15. Or dump the alternator and change to a deep cycle battery, and get a charger. recharge often.
And now, to boldly go where no one has gone before. Or very few have gone, because it's so uncertain and heart stoppingly expensive.
16. Radical body: Acquire a body made entirely from lightweight material, be that aluminum, magnesium, or other alloys, or composites. How one keeps it street legal, I don't know.
17. Radical engine work: make something that can burn methanol, and dispense with the radiator and water pump (Scientific American article from some 10 years ago), go with a dry sump (Hey Smokey column in Motor Trend from years ago), and where oh where is the 42V standard will all the cool gas saving features like electrically actuated valves with whatever timing was desired and no losses from camshafts, a single winding for both alternator and starter integrated with the flywheel and the wonderful ability to instantly start, etc. Still all ICE tho.
No doubt I missed plenty of ideas. And please discuss the ordering. I'd like to see something like the above list somewhere, perhaps as a FAQ. Or is there already such a list?
Actually I like them all! I think vehicle modification can be a great supplement to driving style. I wouldn't be able to get the most out of my old Integra without tweaking the vehicle to 21st-Century efficiency changes.
I personally have added:
Hotter Thermostat (170F=Stock; added 192F)
OEM Engine-Block Heater
Low-Rolling Resistance Tires
Modified Engine Air Intake for Temps (to be further tweaked)
Cruise-Control Throttle Limiting System (CCTLS)
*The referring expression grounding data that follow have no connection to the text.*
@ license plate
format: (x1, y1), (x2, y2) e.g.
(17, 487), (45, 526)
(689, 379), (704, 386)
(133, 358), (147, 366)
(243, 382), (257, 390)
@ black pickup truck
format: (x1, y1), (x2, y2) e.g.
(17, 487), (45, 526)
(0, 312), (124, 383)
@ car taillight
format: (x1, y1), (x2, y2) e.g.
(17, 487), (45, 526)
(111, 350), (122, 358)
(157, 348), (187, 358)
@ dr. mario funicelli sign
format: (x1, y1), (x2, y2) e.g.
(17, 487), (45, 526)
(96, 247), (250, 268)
Exhaust manifold heat shield delete
Seafoam Cleanse followed by a PCV Catch Bottle
Loosened the Auto-Trans Throttle Linkage
The above mods and driving style have helped me go from 26mpg when I first started to what you see below.
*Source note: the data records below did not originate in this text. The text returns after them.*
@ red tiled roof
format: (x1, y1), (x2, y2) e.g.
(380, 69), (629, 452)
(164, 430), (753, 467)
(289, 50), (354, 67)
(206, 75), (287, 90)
The car is always a work-in-progress but so is the driver
From my experience, so far, I'd definitely add grill blocking to your list. I'd rank it as up their around number 4, as far as benefit and the cost is pretty much nothing. I've done a crude grill block, with some noticable benefit and I'm in the process of trying a little more aerodynamic shaped grill block. When I have some results which I can somewhat quantify, I will post that information, but right now all I can report is that it does make a much more noticable improvement than I would have anticipated.
Another change, which I have not yet imlemented, although I have acquired some of the necessary parts, is to make a transmission/gear change, to allow the engine to run at a lower rpm. In examples taken from members of gassavers, this change has added considerably to the mileage capabilities of both Honda Civics and Geo Metros. I'd rank it more around 8-10, primarily because it requires time, effort and generally some portion of cash expense, to accomplish.
Don't drive when you can walk or bike is a great one. On a similar note, spend a bit of time with maps working out the most FE routes. I image they'd almost always be the shortest routes.
Picking good parking spots definitely belongs with better driving habits. When a store I want to visit is on the left side of the street, I sometimes park on the right and walk across.
I forgot "drafting". Should add "Tailgate big trucks when possible" to #9.
Grill blocking: Sounds fairly easy. I don't entirely understand it yet. This is not blocking off air to the radiator or air intake, this is only stopping air from blowing into the engine compartment from around the sides of the radiator, right? And it is very effective, is it? Anyway, grill blocking sounds a lot easier than other aerodynamic mods, so ought to put that in, let's see... between 6 and 7? Or, as suggested, even better than #4 changing to lighter oil.
Golf ball style dimples: The dimples on golf balls reduce drag. I've wondered for a long time whether that would work on cars, and envisioned having the entire surface covered with little dimples just like on golf balls. A few years ago Corbin Motors produced the "Sparrow", a 3 wheel electric car. (One was used in Austin Powers 2 or 3.) I managed to visit and take one for a short test drive, when they were still in biz. I noticed that the body panels at the rear of the Sparrow had golf ball like dimples. Those dimples were much larger, perhaps about 3 or 4 cm across, and were only at the trailing edges.
How about lobby for better roads? Some ideas: Shorter roads of course. Straighten out roads, intersections should be raised (except in icy climates maybe?), avoid excessive stoplighting and stop signs, improve timing of lights. And, FREE ALL TOLL ROADS! Tack on another few cents to the gas tax. Don't make people stop to toss a few quarters into a bin or hand bills to a toll collector, and then wait around, engine idling, while the bin figures out if you put in enough money or the operator fumbles with your change.
Fill tires with pure nitrogen or helium. I left that one out because I think it would be of nearly no help to FE. Saves, what, maybe 1 pound of weight? I read that pure nitrogen is good for other reasons-- less corrosive, so rims and tires will last a bit longer, doesn't leak out as readily, and less variation in pressure from temperature changes.